What should you eat in this week of pregnancy?
In this countdown to birth, constipation may be bothering you. In addition to staying hydrated, it helps to eat the right foods. Chia seeds are nutritious, and they are safe to consume while pregnant or breastfeeding and really helpful for bowel movement. Chia seeds is a superfood dense in nutrition and is a powerhouse for pregnant women. They are one of the richest plant based sources of omega-3 fatty acids, which help in the development of the brain and nervous system of the baby and boost her immunity. Chia seeds are also rich in protein, with 2 tbsp seeds containing almost 6g of protein, which is needed for growing and repairing cells and tissues. Chia seeds are also a good source of Iron, which supports development of extra red blood cells which carry oxygen to other cells. During pregnancy the blood volume in the body increases by almost 50%, and Iron is one of the key nutrients required to support the healthy build up. Chia seeds also contain a good amount of Calcium (16% RDA in 2 tbsp) which helps in growth of baby's bones and also helps protect moms from osteoporosis later in life. With 20% of your daily requirement of magnesium in one serving, Chia seeds also help protect against cramping and muscular tension.

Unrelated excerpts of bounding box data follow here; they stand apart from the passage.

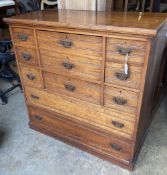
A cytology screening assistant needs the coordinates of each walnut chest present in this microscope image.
[4,10,166,170]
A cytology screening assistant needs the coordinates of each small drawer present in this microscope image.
[16,47,38,66]
[25,87,135,140]
[20,65,42,88]
[37,31,102,60]
[29,107,132,160]
[12,27,35,47]
[43,72,100,104]
[106,38,146,65]
[105,61,143,89]
[104,86,138,114]
[40,49,101,81]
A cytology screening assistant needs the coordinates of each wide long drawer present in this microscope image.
[40,49,101,81]
[29,106,132,160]
[43,72,100,104]
[26,87,135,140]
[36,30,102,60]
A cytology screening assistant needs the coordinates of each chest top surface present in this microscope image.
[4,10,167,36]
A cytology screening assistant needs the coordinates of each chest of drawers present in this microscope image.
[4,10,166,170]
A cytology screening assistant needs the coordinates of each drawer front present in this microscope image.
[16,47,38,66]
[20,65,42,88]
[26,87,135,140]
[43,72,100,104]
[29,107,131,160]
[40,49,101,81]
[12,28,35,47]
[105,62,143,89]
[104,86,138,114]
[37,31,102,59]
[106,38,146,66]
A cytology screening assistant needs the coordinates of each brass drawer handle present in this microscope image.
[17,34,28,41]
[64,84,75,92]
[34,115,42,121]
[62,62,74,70]
[115,72,129,81]
[111,143,122,151]
[112,121,124,128]
[26,74,35,81]
[31,94,39,100]
[117,47,132,55]
[59,39,73,48]
[22,53,31,61]
[113,97,127,105]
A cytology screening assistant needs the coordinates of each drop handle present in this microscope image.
[17,33,28,41]
[117,47,132,55]
[31,94,39,100]
[58,39,73,48]
[112,121,124,129]
[22,53,31,61]
[113,97,127,105]
[110,143,122,152]
[26,73,35,81]
[115,72,129,81]
[64,83,75,92]
[62,62,74,70]
[34,115,42,121]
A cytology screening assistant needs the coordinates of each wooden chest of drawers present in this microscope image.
[4,10,166,169]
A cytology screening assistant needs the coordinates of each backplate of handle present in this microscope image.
[110,143,122,151]
[115,72,129,81]
[31,94,39,100]
[112,121,124,128]
[22,53,31,61]
[34,115,42,120]
[64,83,75,92]
[113,97,127,105]
[17,33,28,41]
[117,47,132,55]
[26,74,35,81]
[59,39,73,48]
[62,62,74,70]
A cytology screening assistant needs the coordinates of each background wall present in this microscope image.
[58,0,106,10]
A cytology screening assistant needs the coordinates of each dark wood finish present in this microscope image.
[5,10,167,170]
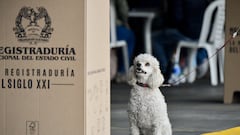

Additionally, 2 tbsp chia seeds contain 40% RDA of dietary fiber which helps in maintaining a healthy digestive system.
- Coconut oil, melted (50 g)
- Quick oats (165 g)
- Chia seeds (50 g)
- Shredded coconut (60 g)
- Cocoa powder (25 g)
- Salt (1/2 tsp)
- Maple syrup (80 g)
- Peanut butter (75 g)
- Mix the quick oats, shredded coconut, cocoa powder, chia seeds and salt together.
- Mix the coconut oil, peanut butter and maple syrup together until smooth.
- Mix the wet and dry ingredients well together.
- Line a baking sheet with parchment paper. Place the mixture on it and press it firmly on it to make it even.
- Place the baking sheet in the freezer to set fr at least 30 minutes.
- After it sets, take it out and cut into 8 bars.
- Serve or store in the freezer in a zip-lock bag.